Many things gain heat when exposed to a hot surrounding and lose heat when the surrounding is cold.
Temperature is measured using a thermometer.
It uses the principle that materials expand when they gain heat and contract when they lose heat.
The most commonly used thermometer is the mercury-in-glass type.
Other types of thermometer are red-dyed alcohol thermometer, ether thermometer, digital thermometer and thermal sensor thermometer.
Mercury is used because it can easily expand or contract when there is a change in temperature, is able to measure higher temperature, does not stick to the glass and can be seen clearly.
The invention of thermometer is attributed to Galileo in 1593, although the sealed type thermometer did not come up into existence until 1650.
Most thermometer are made from glass. They are easily broken.
- do not use thermometer to stir liquids. Use a glass rod or spatula for stirring.
- hold the thermometer vertically when taking the reading.
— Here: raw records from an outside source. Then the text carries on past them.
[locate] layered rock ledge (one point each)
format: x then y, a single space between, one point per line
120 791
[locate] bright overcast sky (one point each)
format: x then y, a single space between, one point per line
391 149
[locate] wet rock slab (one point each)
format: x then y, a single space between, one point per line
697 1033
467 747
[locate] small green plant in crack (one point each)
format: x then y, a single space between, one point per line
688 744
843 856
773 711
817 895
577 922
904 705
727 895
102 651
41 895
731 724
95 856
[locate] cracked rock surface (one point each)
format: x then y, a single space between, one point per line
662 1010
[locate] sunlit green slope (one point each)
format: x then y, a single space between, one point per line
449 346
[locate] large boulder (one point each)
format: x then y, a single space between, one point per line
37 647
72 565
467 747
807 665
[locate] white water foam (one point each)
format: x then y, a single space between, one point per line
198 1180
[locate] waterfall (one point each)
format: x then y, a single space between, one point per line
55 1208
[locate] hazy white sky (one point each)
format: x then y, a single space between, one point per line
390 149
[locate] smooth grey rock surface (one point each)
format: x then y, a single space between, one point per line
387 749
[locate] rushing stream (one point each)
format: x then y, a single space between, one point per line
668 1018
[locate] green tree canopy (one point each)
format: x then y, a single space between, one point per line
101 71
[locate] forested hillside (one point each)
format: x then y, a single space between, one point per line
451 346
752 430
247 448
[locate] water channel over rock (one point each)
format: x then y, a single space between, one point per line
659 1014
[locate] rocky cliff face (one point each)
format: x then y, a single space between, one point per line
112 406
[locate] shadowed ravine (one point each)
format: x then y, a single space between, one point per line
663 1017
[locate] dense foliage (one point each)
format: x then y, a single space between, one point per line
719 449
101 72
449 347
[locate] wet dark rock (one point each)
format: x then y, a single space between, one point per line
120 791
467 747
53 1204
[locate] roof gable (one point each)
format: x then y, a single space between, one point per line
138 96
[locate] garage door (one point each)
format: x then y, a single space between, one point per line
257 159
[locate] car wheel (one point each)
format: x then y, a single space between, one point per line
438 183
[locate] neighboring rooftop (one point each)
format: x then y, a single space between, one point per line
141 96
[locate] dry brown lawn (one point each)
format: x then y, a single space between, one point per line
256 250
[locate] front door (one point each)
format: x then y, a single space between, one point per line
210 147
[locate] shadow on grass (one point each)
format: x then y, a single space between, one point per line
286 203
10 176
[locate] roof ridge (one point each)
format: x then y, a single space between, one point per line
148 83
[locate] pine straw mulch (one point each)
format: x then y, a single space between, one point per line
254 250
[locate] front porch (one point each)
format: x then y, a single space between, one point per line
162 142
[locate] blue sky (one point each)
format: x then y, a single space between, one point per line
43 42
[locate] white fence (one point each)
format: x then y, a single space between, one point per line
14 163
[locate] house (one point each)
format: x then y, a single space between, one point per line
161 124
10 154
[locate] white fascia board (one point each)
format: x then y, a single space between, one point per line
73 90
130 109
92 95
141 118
Use the correct way when reading the temperature scale.
- do not touch the bottom part of the beaker or container with the thermometer when measuring temperature.
- do not hold the thermometer on its bulb because the heat from your body will affect the temperature reading.
- be extra careful when clamping a thermometer on the retort stand.
- immediately tell when a thermometer is broken.
Note: Do not play with the mercury or the broken glass. Mercury is a dangerous and poisonous substance.